A lista crescente de raças em risco
Durante anos, os buldogues ingleses, os buldogues franceses e os pugs têm sido o principal foco de preocupação em relação à síndrome obstrutiva das vias aéreas braquicefálicas (BOAS). Esta condição causa dificuldade para respirar, intolerância ao exercício e dificuldade em regular a temperatura corporal. No entanto, um estudo recente liderado por Francesca Tomlinson, da Universidade de Cambridge, examinou 898 cães de 14 raças para determinar a verdadeira extensão do problema.
O estudo incluiu affenpinschers, Boston terriers, boxers, cavalier King Charles spaniels, chihuahuas, Dogue de Bordeaux, Griffon Bruxellois, queixos japoneses, maltês, pequinês, King Charles spaniels, Pomeranians, shih tzus e Staffordshire bull terriers. Os resultados foram alarmantes:
- Queixos pequinês e japonês apresentaram o maior risco, com mais de 80% dos cães afetados.
- Cinco raças (cavalier King Charles spaniel, shih tzu, Griffon Bruxellois, Boston terrier e Dogue de Bordeaux) apresentaram risco moderado, com BOAS afetando 50–75% dos cães.
- Maltês e Pomerânia foram as únicas raças onde não foram encontrados casos clinicamente significativos.
Por que isso é importante: o impacto da reprodução extrema
O aumento na popularidade dessas raças nos últimos anos está diretamente correlacionado com o aumento de graves problemas de saúde. Criadores que priorizam características estéticas em detrimento da função fisiológica criaram cães propensos ao sofrimento crônico.

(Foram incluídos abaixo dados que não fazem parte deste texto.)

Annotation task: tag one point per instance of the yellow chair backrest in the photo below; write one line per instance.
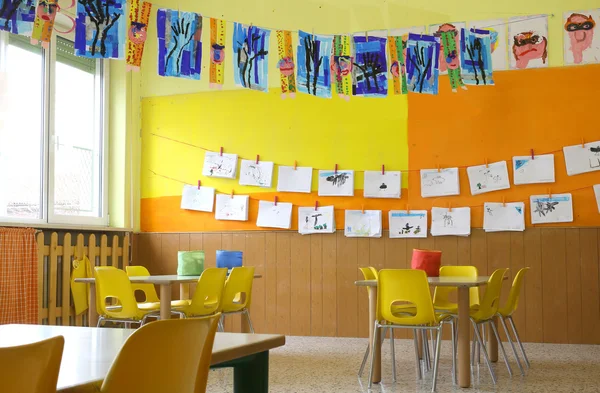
(238, 289)
(148, 289)
(165, 356)
(408, 286)
(209, 291)
(441, 295)
(114, 283)
(31, 368)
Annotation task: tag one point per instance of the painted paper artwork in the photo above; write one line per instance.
(218, 30)
(292, 179)
(498, 217)
(286, 63)
(232, 208)
(179, 44)
(198, 198)
(581, 38)
(100, 29)
(408, 224)
(383, 185)
(528, 170)
(488, 178)
(528, 41)
(271, 215)
(449, 222)
(320, 220)
(582, 159)
(17, 16)
(370, 66)
(314, 74)
(441, 182)
(422, 53)
(253, 173)
(251, 56)
(476, 57)
(551, 208)
(340, 183)
(219, 165)
(363, 223)
(137, 33)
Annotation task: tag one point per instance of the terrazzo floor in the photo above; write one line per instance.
(316, 364)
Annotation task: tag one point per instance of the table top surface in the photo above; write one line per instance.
(89, 352)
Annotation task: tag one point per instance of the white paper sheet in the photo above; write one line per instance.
(216, 165)
(256, 174)
(234, 209)
(198, 198)
(311, 221)
(582, 159)
(294, 180)
(274, 216)
(336, 184)
(363, 224)
(408, 224)
(383, 185)
(558, 208)
(442, 183)
(499, 217)
(492, 177)
(451, 223)
(540, 169)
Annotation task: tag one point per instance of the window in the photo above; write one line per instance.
(52, 134)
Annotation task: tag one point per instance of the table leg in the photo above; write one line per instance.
(464, 368)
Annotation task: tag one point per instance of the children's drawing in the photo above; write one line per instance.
(314, 74)
(476, 57)
(498, 39)
(528, 40)
(340, 183)
(271, 215)
(251, 56)
(219, 165)
(100, 29)
(408, 224)
(582, 44)
(455, 221)
(179, 43)
(499, 217)
(551, 208)
(370, 66)
(320, 220)
(218, 30)
(363, 223)
(383, 185)
(528, 170)
(253, 173)
(440, 182)
(422, 53)
(582, 159)
(286, 63)
(137, 33)
(488, 178)
(233, 208)
(292, 179)
(197, 198)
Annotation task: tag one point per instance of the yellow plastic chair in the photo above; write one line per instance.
(237, 294)
(31, 368)
(184, 344)
(411, 287)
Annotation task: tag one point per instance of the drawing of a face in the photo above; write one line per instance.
(529, 46)
(581, 34)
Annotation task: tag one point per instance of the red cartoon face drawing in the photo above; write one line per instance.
(581, 34)
(529, 46)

O estudo identificou três fatores principais que contribuem para distúrbios respiratórios: obesidade, narinas estreitadas e achatamento facial extremo. No entanto, outras características – como caudas excessivamente curtas ou enroladas – também podem desempenhar um papel nas alterações anatômicas que exacerbam a BOAS.
Não se trata apenas de “faces planas”; trata-se do efeito cumulativo de características exageradas selecionadas em programas de melhoramento. As descobertas enfatizam que o melhoramento seletivo não envolve apenas genética, mas também consequências funcionais.
O que proprietários e criadores devem fazer
Os especialistas recomendam que os possíveis proprietários priorizem a saúde em vez da aparência. Procure criadores que conduzam testes de saúde completos em cães progenitores e se eduquem sobre as implicações potenciais de características físicas extremas.
Como aponta Anna Quain, da Universidade de Sydney, criar cães de cara chata é semelhante a “projetar um carro sem radiador”. O objectivo deve ser o bem-estar em primeiro lugar, em vez de perpetuar as preferências humanas em detrimento da saúde animal.
Os criadores devem se concentrar na seleção contra características extremas, pois mesmo pequenos ajustes podem reduzir o risco de doenças. Paul McGreevy, da Universidade de Sydney, observa que os rótulos das raças são irrelevantes quando se trata de comprometimento das vias aéreas. A verdadeira questão é o grau de exagero físico.
Embora alguns aspectos da metodologia do estudo tenham sido questionados, especialmente no que diz respeito à subjetividade da classificação dos sons respiratórios, os pesquisadores sustentam que são utilizados protocolos padronizados e critérios objetivos para garantir a consistência. O objetivo dos testes de esforço não é o desempenho atlético, mas avaliar como as vias aéreas respondem sob estresse leve.
A mensagem central é clara: priorizar a função em vez da aparência extrema é crucial para reduzir o sofrimento nas raças braquicefálicas. Proprietários, criadores e a comunidade veterinária devem colaborar para enfrentar esta crescente crise de saúde.